TUSAŞ, Afrika pazarında sadece ürün temini değil, aynı zamanda ülkelerin insan kaynağı ve altyapı gelişimine de katkı sağlamaktadır. Şirket, teslim edilen hava araçlarının pilotları ve teknik personelinin yetiştirilmesine yönelik programlar yürütmektedir. Ayrıca, bazı Afrika ülkelerinde mühendislik geliştirme laboratuvarları kurarak, yerel mühendislerin eğitimine destek olmaktadır. Bu laboratuvarlarda yetiştirilen mühendisler, ülkelerinde yeni mühendislerin yetişmesine de katkı sağlayarak, uzun vadede yerel sanayinin gelişimine yardımcı olmaktadır.

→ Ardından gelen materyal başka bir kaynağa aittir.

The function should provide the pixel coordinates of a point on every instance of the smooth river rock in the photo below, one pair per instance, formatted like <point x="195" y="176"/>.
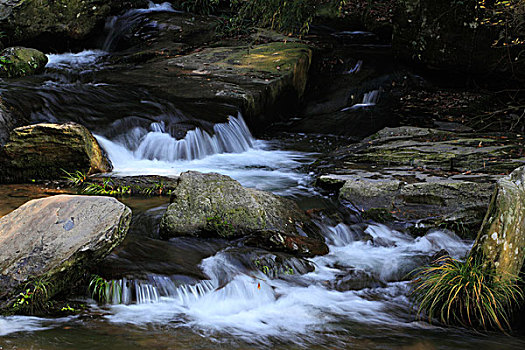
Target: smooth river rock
<point x="43" y="151"/>
<point x="216" y="205"/>
<point x="428" y="177"/>
<point x="501" y="240"/>
<point x="56" y="239"/>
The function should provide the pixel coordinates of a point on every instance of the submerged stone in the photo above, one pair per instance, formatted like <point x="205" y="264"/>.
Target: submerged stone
<point x="54" y="240"/>
<point x="258" y="80"/>
<point x="426" y="176"/>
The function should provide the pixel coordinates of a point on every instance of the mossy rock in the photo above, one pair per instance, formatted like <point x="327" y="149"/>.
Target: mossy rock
<point x="501" y="239"/>
<point x="20" y="61"/>
<point x="49" y="244"/>
<point x="216" y="205"/>
<point x="44" y="151"/>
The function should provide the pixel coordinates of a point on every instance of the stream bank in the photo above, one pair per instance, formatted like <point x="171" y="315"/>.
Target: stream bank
<point x="200" y="292"/>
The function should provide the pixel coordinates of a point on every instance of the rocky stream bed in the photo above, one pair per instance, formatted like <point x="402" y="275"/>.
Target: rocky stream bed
<point x="271" y="191"/>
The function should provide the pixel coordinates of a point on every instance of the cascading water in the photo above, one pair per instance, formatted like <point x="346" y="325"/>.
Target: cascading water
<point x="369" y="99"/>
<point x="157" y="144"/>
<point x="356" y="297"/>
<point x="254" y="306"/>
<point x="230" y="150"/>
<point x="119" y="26"/>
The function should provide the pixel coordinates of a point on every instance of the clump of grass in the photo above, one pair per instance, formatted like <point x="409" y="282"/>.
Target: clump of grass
<point x="103" y="290"/>
<point x="33" y="298"/>
<point x="465" y="293"/>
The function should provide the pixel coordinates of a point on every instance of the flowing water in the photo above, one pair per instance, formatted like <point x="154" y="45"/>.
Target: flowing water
<point x="190" y="293"/>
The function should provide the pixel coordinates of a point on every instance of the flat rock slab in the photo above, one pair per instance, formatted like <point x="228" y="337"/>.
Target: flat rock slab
<point x="43" y="151"/>
<point x="218" y="205"/>
<point x="54" y="238"/>
<point x="430" y="177"/>
<point x="250" y="78"/>
<point x="135" y="185"/>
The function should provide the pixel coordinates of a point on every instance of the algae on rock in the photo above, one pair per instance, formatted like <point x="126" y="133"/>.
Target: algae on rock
<point x="501" y="239"/>
<point x="56" y="239"/>
<point x="43" y="151"/>
<point x="20" y="61"/>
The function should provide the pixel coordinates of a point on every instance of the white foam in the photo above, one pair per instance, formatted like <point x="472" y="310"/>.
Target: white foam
<point x="74" y="60"/>
<point x="230" y="151"/>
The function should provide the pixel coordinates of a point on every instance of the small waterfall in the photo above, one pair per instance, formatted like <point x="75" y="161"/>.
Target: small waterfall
<point x="339" y="235"/>
<point x="119" y="26"/>
<point x="356" y="68"/>
<point x="151" y="291"/>
<point x="231" y="137"/>
<point x="369" y="99"/>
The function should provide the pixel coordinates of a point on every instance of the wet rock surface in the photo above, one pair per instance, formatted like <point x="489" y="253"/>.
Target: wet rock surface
<point x="54" y="240"/>
<point x="296" y="245"/>
<point x="146" y="185"/>
<point x="213" y="204"/>
<point x="431" y="177"/>
<point x="501" y="239"/>
<point x="44" y="151"/>
<point x="257" y="80"/>
<point x="20" y="61"/>
<point x="7" y="123"/>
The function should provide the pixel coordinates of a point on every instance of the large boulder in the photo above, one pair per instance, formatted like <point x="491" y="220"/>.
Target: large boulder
<point x="216" y="205"/>
<point x="53" y="241"/>
<point x="44" y="151"/>
<point x="457" y="204"/>
<point x="258" y="80"/>
<point x="7" y="123"/>
<point x="501" y="239"/>
<point x="449" y="35"/>
<point x="54" y="22"/>
<point x="20" y="61"/>
<point x="425" y="176"/>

Türk savunma sanayisi, uluslararası pazardaki başarıları ve tamamlayıcı adımlarla Türkiye’nin Afrika başta olmak üzere global alandaki diplomatik çabalarına destek olmaktadır. TUSAŞ’ın Afrika’daki faaliyetleri, sadece ekonomik kazanımlar yaratmakla kalmayıp, aynı zamanda bölgesel güvenliğin sağlanmasına da katkı sunmaktadır. Türk hava platformlarının bu denli yaygınlaşması, Türkiye’nin uluslararası ilişkilerini güçlendirmekte ve Afrika ülkeleriyle olan bağlarını derinleştirmektedir. Bu süreç, Türk savunma sanayisinin global ölçekteki büyümesine ve uluslararası alanda daha etkin bir oyuncu haline gelmesine zemin hazırlamaktadır.